Speaking as an indie author myself(and an occasional reader of other indie books), the thing is that an indie book isn't _necessarily _any better or worse than a published book. The publication process definitely acts as a kind of filter to screen out a lot of the stuff that should have remained hidden in a drawer. But the publication process is also heavily biased towards published authors, i.e. those who already have a good track record; consequently new authors who don't have that history yet find it very difficult to make it through the door. With indie books you don't have that filter to keep out the garbage(and the promising new authors), so while there are a lot of really bad indie books, there are also some really fantastic ones too. Unfortunately the ratio of junk to gems is pretty high. Generally you can tell from the preview and the blurb whether the book is the kind of thing you'll like or not - the same as browsing in a bookstore. So definitely, I say indie novels are worth a look - as long as the author is charging a reasonable price($2 or less).


----------



## Toronto_LV (Apr 14, 2010)

beautiful cover art!


----------



## jesscscott (Aug 5, 2009)

Indie > trad publishers  (originality over conventionality, anytime)


----------



## Gertie Kindle (Nov 6, 2008)

There are some very talented indie authors here on KB.  I have enjoyed the work of several of them and purchased even more of them.  Hopefully, I'll get around to reading them all.  
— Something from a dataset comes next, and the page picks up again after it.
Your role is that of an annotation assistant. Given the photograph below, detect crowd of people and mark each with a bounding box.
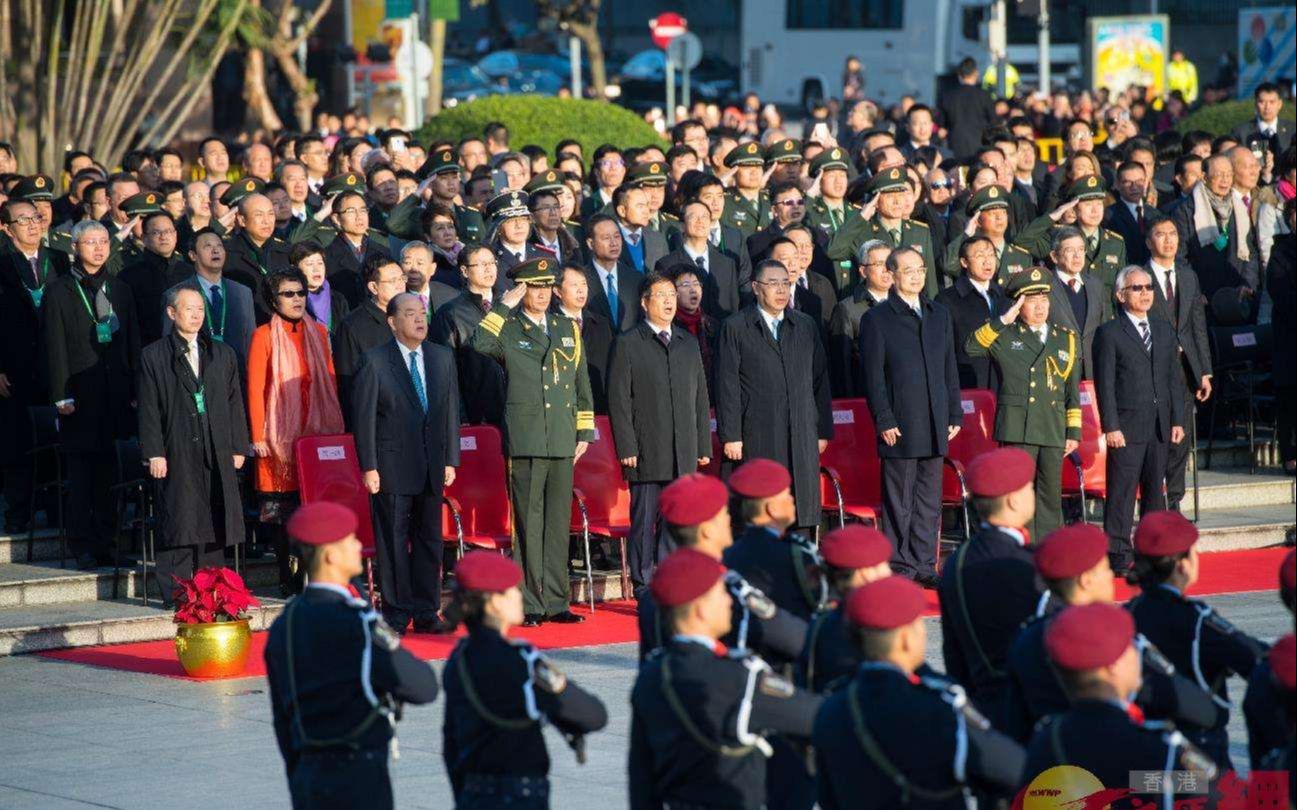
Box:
[0,53,1297,807]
We owe a debt to trad pubs for making books so readily available to us over the years, but if they can't adjust to the changing needs of their customers, then we will look elsewhere.

Just because a book is put out by the Big Six doesn't automatically mean it's good and just because it's independently published doesn't automatically mean it's bad.  I've read good and bad of both.


----------



## Brenda Carroll (May 21, 2009)

I'm naturally biased because I'm an Indie Author.  Of course, I want people to read my books, but I also read.  That is where I caught the writing bug when I was very young.  I wanted to write like Dr. Seuss and Franklin W. Dixon (who turned out to be a collective psuedonym for a bunch of ghost writers for the Hardy Boys Mysteries  ).  Later, I wanted to write like Stephen King and Anne Rice and Tolkien and any variety of writers over the years.  Since the Kindle's debut, I have sold a huge number of books and I've learned a great deal about editing.  I can fully understand the daunting task of editing and perfecting a work and I know that it is nigh on impossible to turn out a perfectly error-free novel on my own.  I have three people working with me right now and there are always more typos, more grammatical errors and more continuance faux pas to find every time I re-read one of my books, but I, as well as my books are works in progress.... eternally.  I have read a number of novels produced by the authors on these boards and have found some real treasures... along with some flops.  But I've found the same at Barnes & Noble brick and mortar establishments.


----------



## 5711 (Sep 18, 2009)

So many great comments here. I do buy self-pubbed books but should buy more. A few thoughts: 

The sample has changed everything -- it gives anyone a fair shot. It has to grab the reader, whether indie or traditional. It's the great leveler. And while traditional publishers pack their samples with a bunch of front matter -- including blurb quotes -- that most readers just flip through to get to the story, us indie authors are able to get right to it. 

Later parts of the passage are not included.